Maßgebend für die Beurteilung einer Werbeaussage ist dabei, wie der angesprochene Verkehr die beanstandete Werbung versteht. Auszugehen ist dabei vom Wortsinn des angegriffenen Werbeslogans. Bei Anpreisungen, deren Inhalt zwar ganz oder teilweise objektiv nachprüfbar ist, die der Verkehr aber als reklamehafte Übertreibungen wertet, fehlt es an einer Irreführung, soweit der Verkehr die Angaben als Tatsachenbehauptung nicht ernst nimmt. Dies kommt insbesondere dann in Betracht, wenn (und je mehr) subjektive Einschätzungen und Wertungen erkennbar der Werbeaussage zugrunde liegen (KG Berlin, Beschluss vom 03. August 2010 – 5 W 175/10, Rnr. 2 – Bester Powerkurs aller Zeiten). Bei der Beurteilung einer Superlativwerbung spielen – ungeachtet bestehender Möglichkeiten zur Feststellung der Qualität des beworbenen Produkts – für die Beantwortung der Frage – was z.B. „das Beste“ ist – subjektive Einschätzungen und Bewertungen eine entscheidende Rolle.

b) Unter Zugrundelegung dieser Maßstäbe hat die Antragsgegnerin durch die Werbung mit „perfekten Zähnen“ einen Behandlungserfolg versprochen (Antrag a).

(1) Die Antragsgegnerin spricht mit ihrer Werbeaussage jedenfalls den allgemeinen Verkehr an; ob darüber hinaus auch gezielt Jugendliche angesprochen werden, kann angesichts der Tatsache, dass dies nur zu einer strengeren Auslegung führen könnte, dahinstehen. Denn auch der allgemeine Verkehr wird der Angabe „perfekte Zähne“ den Eindruck eines sicheren Behandlungserfolgs entnehmen.

(2) Das Landgericht ist zu Unrecht davon ausgegangen, es handele sich bei der Angabe „perfekte Zähne“ um ein rein subjektives Werturteil. Zwar mag die Perfektion von Zähnen nicht vollständig objektivierbar sein. Zu beachten ist aber der Kontext der Angabe. Es geht in der Werbung offensichtlich um die Korrektur von Zahnfehlstellungen. Der Umstand, ob Zähne gerade sind oder nicht, lässt sich durchaus vom Standpunkt eines objektiven Betrachters beurteilen und wird in der Werbung auch fotografisch dargestellt. Damit enthält die Werbeangabe, „Ilovemysmile ist eine kostengünstige individuelle Zahnspange für Leute, die wenig Zeit haben und trotzdem perfekte Zähne haben möchten“, einen objektiven Tatsachenkern, der zugleich ein Erfolgsversprechen beinhaltet.

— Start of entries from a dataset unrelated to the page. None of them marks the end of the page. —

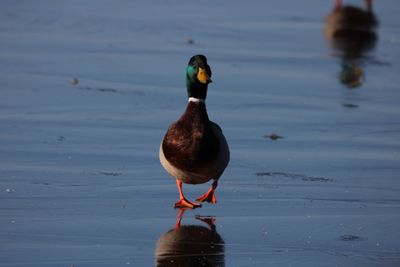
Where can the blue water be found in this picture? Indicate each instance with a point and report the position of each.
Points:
(80, 181)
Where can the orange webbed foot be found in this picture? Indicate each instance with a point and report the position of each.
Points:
(209, 196)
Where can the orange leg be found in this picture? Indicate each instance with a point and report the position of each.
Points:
(183, 202)
(209, 196)
(369, 4)
(179, 219)
(338, 4)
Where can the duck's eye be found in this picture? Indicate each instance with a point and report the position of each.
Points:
(191, 71)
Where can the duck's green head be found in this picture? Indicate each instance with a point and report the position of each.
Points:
(198, 76)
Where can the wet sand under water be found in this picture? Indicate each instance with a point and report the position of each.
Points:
(314, 172)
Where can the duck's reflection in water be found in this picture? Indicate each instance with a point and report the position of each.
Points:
(191, 245)
(352, 32)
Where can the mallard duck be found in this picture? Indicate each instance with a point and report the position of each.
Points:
(194, 149)
(352, 31)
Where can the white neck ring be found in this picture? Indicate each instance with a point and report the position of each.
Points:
(196, 100)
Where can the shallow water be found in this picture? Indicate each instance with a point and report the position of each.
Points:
(80, 181)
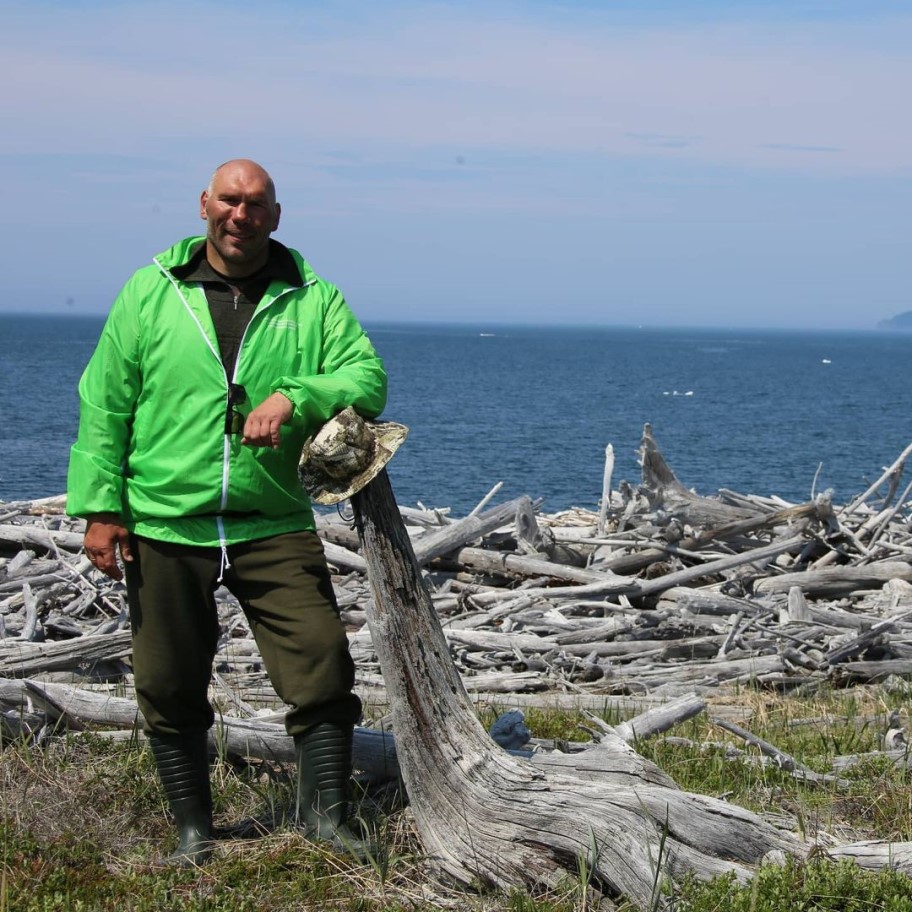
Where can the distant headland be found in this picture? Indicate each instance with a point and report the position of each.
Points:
(901, 321)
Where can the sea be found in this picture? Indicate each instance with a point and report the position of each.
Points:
(533, 408)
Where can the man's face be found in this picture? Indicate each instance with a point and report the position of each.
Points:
(241, 213)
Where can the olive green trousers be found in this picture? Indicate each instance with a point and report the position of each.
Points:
(285, 590)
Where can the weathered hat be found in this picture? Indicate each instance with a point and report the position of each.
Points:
(345, 454)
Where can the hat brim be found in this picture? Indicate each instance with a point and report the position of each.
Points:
(326, 490)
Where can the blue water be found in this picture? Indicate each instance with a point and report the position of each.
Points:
(758, 412)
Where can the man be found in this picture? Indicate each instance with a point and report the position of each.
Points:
(216, 362)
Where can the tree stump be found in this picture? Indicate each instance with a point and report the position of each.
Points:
(485, 816)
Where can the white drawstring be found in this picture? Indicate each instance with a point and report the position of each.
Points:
(225, 563)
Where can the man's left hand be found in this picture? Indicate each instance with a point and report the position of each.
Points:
(262, 425)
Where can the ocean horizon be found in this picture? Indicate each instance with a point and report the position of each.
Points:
(773, 412)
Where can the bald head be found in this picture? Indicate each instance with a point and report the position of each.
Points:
(240, 210)
(247, 166)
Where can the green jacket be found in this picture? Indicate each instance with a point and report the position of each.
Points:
(153, 400)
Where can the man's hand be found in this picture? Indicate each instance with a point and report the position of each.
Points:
(104, 536)
(262, 425)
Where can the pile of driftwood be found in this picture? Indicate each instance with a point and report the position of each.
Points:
(662, 593)
(650, 604)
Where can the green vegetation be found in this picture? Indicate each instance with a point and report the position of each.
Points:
(83, 823)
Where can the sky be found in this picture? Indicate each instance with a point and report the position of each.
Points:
(654, 164)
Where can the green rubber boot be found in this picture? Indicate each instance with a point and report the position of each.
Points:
(183, 767)
(324, 769)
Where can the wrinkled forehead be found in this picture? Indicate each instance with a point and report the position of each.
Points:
(249, 182)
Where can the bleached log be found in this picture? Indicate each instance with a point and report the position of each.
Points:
(837, 582)
(484, 815)
(452, 537)
(508, 564)
(874, 855)
(36, 537)
(780, 758)
(661, 718)
(28, 659)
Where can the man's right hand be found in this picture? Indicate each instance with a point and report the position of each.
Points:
(105, 535)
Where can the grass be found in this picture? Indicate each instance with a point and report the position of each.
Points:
(83, 822)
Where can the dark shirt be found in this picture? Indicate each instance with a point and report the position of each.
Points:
(232, 301)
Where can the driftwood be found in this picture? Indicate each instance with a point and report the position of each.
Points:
(484, 815)
(660, 594)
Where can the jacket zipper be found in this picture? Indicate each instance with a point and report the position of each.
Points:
(226, 446)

(3) Entgegen der Ansicht des Landgerichts versteht der angesprochene Verkehr das Werbeversprechen der Perfektion im hier gegebenen Kontext auch nicht als bloße reklamehafte Übertreibung. Zwar ist dem Verbraucher geläufig, dass Superlative in der Werbung oft nur als Anpreisungen, nicht als Tatsachenbehauptung verwendet werden (vgl. BGH GRUR 2002, 182 -Das beste jeden Morgen). Dies kann jedoch im Streitfall nicht angenommen werden, da es um den Werbeauftritt einer Ärztin geht. Bei Werbemaßnahmen und Internetauftritten von Ärzten besteht eine andere Verkehrserwartung als bei Werbemaßnahmen „normaler“ Unternehmer. Der Verbraucher bringt Ärzten aufgrund ihres Heilauftrags ein besonderes Vertrauen entgegen und geht daher von einer gewissen Objektivität und Zurückhaltung bei Werbeangaben aus. Er misst ihren Angaben eine gewisse Autorität zu und ist daher weniger geneigt, von einer bloßen reklamehaften Übertreibung auszugehen. Er nimmt die Angaben in Zweifel ernst. Davon ist auch vorliegend auszugehen.

(4) Entgegen der Ansicht der Antragsgegnerin wird das Versprechen perfekter Zähne nicht durch den nachfolgenden Satz: „Sie sehen sofort beim ersten Termin, welche Ergebnisse Sie innerhalb von 6 Monaten erreichen können“ relativiert. Der Verbraucher versteht den Satz so, dass die konkrete Verbesserung vor Ort aufgezeigt wird. Es geht nicht darum, dass erst geklärt werden muss, ob überhaupt eine Verbesserung möglich ist.

c) Ein Erfolgsversprechen liegt auch in der Angabe „… jede Schiene ist anders und verändert Ihre Zähne Schritt für Schritt … Und bald werden Sie auf Fotos deutlich schöner Lächeln“ (Antrag b). Zwar mag es sein, dass ein schönes Lächeln von subjektiven Vorstellungen abhängt. Im hier gegebenen Kontext bezieht sich die Angabe aus Sicht des Verkehrs jedoch auf eine gerade Zahnstellung, die als sicherer Erfolg versprochen wird.

3.) Das Landgericht ist schließlich zu Recht davon ausgegangen, dass es sich bei § 3 S. 1 Nr. 2a HWG um eine Marktverhaltensregel im Sinne von § 3a UWG handelt.

4.) Die Kostenentscheidung folgt aus § 91 ZPO.